3 Findings and discussion

Tables 2 and 3 summarize the findings of our analysis of the 103 papers. Specifically, the tables show, respectively, the distribution of these papers by level (school, university, school and university, or discipline) and contribution (breaking ground or building ground) across the seven possible combinations of the instructional triangle categories (S, T, C, SC, ST, TC, STC). There are several broad observations to draw from the tables:

  1. 1)

    Almost half of the papers in the sample (49 out of 103) fell in the SC category. This finding accords with the observation that the field thus far has produced a substantial number of frameworks and research findings related to students’ engagement with proving, especially students’ difficulties with proving tasks (Mariotti et al., 2018; Stylianides et al., 2017).

  2. 2)

    About a quarter of the papers in the sample (23 out of 103) fell in the STC category. This reflects a current emphasis in the literature (Mariotti et al., 2018) to viewing instructional practice in the area of proof and proving in a rather holistic way, considering all actors involved (students and teacher) as well as their interactions with the content. Although our review did not cover the pre-2018 period, we believe this is an emerging trend in the literature partly as a response to calls for more classroom-based studies (Mariotti, 2006; Mariotti et al., 2018) and research on classroom-based interventions (G. Stylianides & A. Stylianides, 2017; G. Stylianides et al., 2017) to better understand the teacher’s role in facilitating students’ interactions with proving (even that of teachers in the shadow education system; Moutsios-Rentzos & Plyta, 2019). Moreover, this trend echoes related efforts in the broader field of mathematics education that address emerging complex mathematics teaching and learning environments (Moutsios-Rentzos et al, 2017).

  3. 3)

    There were only few papers (ranging from 0 to 4) in the categories that did not include C in them, namely, the S, T, and ST categories. This shows that, recent research in the area of proof and proving, rarely considered students or teachers in isolation of the mathematical content within which proof and proving occurs. This is especially true in the case of the teachers who seem to be a focus of investigations predominantly when content is involved (never on their own and only once with students). It suggests further that mathematics education research on proof and proving has a strong disciplinary identity (Mariotti et al., 2018), which potentially differentiates it from other mathematics education research strands that treat (for good reasons) the content more as a research context rather than as a core part of it.

  4. 4)

    More papers focused on the university level as compared to the school level (53 vs. 37, respectively), with 9 papers pertaining to both. The remaining 4 papers related to the discipline and were all in the C category. Although the higher representation of the university papers in the sample may relate to our decision to allocate to this level teacher education papers with preservice teachers, it is also indicative of the broad educational focus of the researchers in the field as reflected, for example, in the contributions in the proof-related working groups of the recent ICME and CERME congresses.

  5. 5)

    Twenty out of the 103 papers’ contribution was deemed to be breaking ground, with 10 of those papers making an explicit theoretical contribution, 7 a methodological contribution, and 3 both. The representation of these 20 papers was uneven across the seven instructional triangle categories. More than half of the papers in the C category made such a contribution (8 out of 13); about one in five in the STC category (5 out of 23); and about one in ten in the SC category (5 out of 49). The remaining 2 papers which made such a contribution belonged to the S and ST categories.

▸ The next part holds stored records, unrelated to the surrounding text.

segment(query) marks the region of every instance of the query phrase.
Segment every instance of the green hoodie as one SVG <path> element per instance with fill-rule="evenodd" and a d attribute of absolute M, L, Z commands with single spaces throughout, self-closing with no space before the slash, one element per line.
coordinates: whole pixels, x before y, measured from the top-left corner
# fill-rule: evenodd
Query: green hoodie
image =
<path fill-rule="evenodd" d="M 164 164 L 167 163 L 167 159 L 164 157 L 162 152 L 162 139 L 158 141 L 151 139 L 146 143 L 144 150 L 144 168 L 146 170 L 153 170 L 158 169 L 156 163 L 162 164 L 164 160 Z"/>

Table 2 Distribution of papers in the sample (N = 103) by level according to their instructional triangle focus
Table 3 Distribution of papers in the sample (N = 103) by contribution (breaking ground or building ground) according to their instructional triangle focus

The above key findings are diagrammatically summarized in Fig. 1, where the instructional triangle is used as both an organizational and a communicational scheme of the perspective employed in this review and its results.

Fig. 1
figure 1

A diagrammatic summary of the findings of this review

Next, we discuss and illustrate the four instructional triangle categories with the most papers in them (SC, STC, C, and TC) to deepen understanding of the kind of research that has been conducted in relation to each of them. In our discussion we consider, as appropriate, papers that we deemed to make a breaking ground contribution. The discussion of the papers of each category is organized through themes that we inductively (and to some extent, subjectively) identified and, subsequently, conceptually linked with the broader mathematics education research including research in the field’s major conferences. Given that all four categories include C in them, we begin with the C category and move next to the SC and TC categories before we discuss the STC category last.

3.1 Content

Almost half of the 13 papers that addressed primarily issues of proof content, and were thus included in this category, focused on the university level or were about the discipline more generally. A couple of these papers discussed the role of computer-based tools, such as digital proof assistants (Hanna & Yan, 2021), for facilitating proof construction (see, also, Hanna et al., 2019). While the main concern in these papers was on the affordances of the technology, especially the ways it can mediate access to proof content, implications for mathematics instruction were interwoven with the discussion as a justification for the need for researchers to further explore these affordances.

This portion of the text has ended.